BPP Chairman Tirandaz said: “We need to amend our scheme of elections from seven to five years and for that, we have to approach the charity commissioner. This may take a few months, so we thought that we would rather have the election to these two seats next October along with the election for the three seats that will be up for election then… because if we have the election now, it will go according to the provisions of the previous scheme which has a seven-year tenure for trustees. The BPP also needs to carefully spend its funds when elections are close to each other. We are financially stretched at the moment. But we still have to give the court the potential dates,” she said. “If we did so, then the election to two vacant seats would be held in January, and then again in October we would have to have an election for the three seats that would open up then.”

When asked if the HC had asked the BPP to provide it with an election schedule, she said: “For various reasons, this kept on being extended.” When asked if she had accepted Dadrawala’s resignation, she said: “We all have to agree on the resignation.”

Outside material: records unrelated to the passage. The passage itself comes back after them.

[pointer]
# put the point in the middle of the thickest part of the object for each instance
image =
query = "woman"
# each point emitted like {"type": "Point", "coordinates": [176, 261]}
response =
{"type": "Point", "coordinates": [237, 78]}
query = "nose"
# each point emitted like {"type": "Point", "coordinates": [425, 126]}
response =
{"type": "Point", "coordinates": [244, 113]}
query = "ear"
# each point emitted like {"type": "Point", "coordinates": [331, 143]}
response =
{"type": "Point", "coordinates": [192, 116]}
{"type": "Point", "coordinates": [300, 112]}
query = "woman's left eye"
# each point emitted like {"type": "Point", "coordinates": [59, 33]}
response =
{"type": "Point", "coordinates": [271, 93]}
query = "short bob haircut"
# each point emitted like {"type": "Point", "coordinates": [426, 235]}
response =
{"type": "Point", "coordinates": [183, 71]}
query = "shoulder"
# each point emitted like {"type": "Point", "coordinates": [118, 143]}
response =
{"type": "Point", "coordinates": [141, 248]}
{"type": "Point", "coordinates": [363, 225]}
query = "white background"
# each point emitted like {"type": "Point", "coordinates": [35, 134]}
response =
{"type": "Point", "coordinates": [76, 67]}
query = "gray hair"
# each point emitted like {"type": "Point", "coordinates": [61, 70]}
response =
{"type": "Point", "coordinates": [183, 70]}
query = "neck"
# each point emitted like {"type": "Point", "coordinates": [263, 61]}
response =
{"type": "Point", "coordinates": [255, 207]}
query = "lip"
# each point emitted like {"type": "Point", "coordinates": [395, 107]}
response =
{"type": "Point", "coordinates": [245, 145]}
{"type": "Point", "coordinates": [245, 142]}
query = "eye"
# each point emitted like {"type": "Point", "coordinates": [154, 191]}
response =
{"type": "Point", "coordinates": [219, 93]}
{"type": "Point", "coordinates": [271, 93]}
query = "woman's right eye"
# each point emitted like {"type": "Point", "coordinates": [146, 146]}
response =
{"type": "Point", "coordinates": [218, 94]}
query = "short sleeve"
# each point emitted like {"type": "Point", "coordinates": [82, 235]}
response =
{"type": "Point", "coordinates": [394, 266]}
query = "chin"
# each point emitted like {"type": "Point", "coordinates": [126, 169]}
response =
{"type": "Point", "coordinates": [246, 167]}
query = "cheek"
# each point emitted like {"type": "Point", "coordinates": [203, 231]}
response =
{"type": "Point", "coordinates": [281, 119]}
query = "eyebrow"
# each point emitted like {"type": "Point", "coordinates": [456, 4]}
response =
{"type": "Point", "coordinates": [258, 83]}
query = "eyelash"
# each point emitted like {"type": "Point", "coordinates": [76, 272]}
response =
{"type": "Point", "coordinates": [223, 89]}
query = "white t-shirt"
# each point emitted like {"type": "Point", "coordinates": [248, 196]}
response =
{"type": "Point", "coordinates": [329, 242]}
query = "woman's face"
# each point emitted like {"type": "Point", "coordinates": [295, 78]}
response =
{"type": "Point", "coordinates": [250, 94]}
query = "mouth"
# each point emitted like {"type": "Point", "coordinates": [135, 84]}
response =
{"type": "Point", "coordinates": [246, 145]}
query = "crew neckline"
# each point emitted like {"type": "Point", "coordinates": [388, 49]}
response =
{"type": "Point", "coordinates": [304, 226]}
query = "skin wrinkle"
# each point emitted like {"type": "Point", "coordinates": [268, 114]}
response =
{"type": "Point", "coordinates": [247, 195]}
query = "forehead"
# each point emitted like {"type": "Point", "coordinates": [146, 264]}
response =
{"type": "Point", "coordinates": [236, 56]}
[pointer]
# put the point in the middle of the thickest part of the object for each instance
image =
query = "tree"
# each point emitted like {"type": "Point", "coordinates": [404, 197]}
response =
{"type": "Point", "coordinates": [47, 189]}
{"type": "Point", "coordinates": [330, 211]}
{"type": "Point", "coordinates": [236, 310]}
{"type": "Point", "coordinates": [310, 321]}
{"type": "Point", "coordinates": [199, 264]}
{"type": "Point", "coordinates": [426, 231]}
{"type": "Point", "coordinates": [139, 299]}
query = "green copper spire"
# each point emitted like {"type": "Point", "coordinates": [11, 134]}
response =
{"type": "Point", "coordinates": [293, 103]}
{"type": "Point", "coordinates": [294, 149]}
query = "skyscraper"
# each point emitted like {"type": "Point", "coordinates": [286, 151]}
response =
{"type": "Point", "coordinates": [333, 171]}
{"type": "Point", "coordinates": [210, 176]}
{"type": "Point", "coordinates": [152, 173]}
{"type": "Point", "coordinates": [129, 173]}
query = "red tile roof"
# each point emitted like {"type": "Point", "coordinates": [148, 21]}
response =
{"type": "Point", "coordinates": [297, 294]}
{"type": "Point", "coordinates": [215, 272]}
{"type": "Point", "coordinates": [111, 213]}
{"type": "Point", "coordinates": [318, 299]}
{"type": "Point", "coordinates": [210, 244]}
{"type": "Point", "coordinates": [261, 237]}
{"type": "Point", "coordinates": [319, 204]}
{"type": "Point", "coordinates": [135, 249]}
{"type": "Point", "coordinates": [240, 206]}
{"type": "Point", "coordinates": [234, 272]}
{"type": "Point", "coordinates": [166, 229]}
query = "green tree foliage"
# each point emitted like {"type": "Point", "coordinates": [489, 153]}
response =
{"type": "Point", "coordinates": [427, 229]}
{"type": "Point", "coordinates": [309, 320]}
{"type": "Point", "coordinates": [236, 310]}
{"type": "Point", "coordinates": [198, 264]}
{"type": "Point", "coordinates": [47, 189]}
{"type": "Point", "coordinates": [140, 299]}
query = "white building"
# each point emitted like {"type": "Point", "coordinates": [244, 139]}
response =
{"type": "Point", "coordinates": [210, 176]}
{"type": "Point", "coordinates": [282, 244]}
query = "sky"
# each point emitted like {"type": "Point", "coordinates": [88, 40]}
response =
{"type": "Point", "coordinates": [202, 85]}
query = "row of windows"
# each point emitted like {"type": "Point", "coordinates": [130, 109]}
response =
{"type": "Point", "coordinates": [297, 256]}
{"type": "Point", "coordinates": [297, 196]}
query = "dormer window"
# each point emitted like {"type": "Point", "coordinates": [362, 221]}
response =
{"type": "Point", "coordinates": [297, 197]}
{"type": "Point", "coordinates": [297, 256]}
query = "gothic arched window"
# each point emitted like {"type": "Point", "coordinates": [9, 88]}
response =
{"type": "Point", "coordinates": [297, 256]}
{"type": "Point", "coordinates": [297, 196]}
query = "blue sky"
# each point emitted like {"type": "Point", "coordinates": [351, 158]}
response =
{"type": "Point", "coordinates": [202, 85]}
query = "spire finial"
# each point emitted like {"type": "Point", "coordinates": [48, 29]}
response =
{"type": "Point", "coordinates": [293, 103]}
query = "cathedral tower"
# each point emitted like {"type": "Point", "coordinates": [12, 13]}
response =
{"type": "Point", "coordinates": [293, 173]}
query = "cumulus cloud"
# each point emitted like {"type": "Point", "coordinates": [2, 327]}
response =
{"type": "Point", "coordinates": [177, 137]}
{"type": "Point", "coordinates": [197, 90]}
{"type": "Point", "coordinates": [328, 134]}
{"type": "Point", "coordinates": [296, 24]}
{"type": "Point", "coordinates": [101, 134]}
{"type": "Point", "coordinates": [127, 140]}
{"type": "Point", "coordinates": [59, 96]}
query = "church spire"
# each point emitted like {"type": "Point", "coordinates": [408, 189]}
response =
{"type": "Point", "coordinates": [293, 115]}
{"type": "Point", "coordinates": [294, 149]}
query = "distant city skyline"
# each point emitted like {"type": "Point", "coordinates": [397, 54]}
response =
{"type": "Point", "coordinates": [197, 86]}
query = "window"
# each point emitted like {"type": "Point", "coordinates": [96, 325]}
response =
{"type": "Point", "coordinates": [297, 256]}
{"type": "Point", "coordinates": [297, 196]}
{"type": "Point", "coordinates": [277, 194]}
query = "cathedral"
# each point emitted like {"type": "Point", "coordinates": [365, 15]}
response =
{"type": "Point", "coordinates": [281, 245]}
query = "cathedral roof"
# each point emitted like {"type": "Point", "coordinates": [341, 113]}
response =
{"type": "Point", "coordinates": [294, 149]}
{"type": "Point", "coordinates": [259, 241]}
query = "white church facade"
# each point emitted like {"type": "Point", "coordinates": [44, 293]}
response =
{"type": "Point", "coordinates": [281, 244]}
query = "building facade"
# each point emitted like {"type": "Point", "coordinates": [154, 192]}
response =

Trustee Viraf Mehta said the March 24 election was postponed due to COVID and then the subsequent date for the election in May was also postponed unanimously by the board due to lockdown restrictions. “We had decided sometime in July that we would hold the election in October this year but the fish state SOPs put restrictions on election meetings, campaigns, gatherings, etc. Plus, we are an aged population – this also needs to be taken into consideration,” Mehta said.

The election to five seats of the BPP will take place together next October.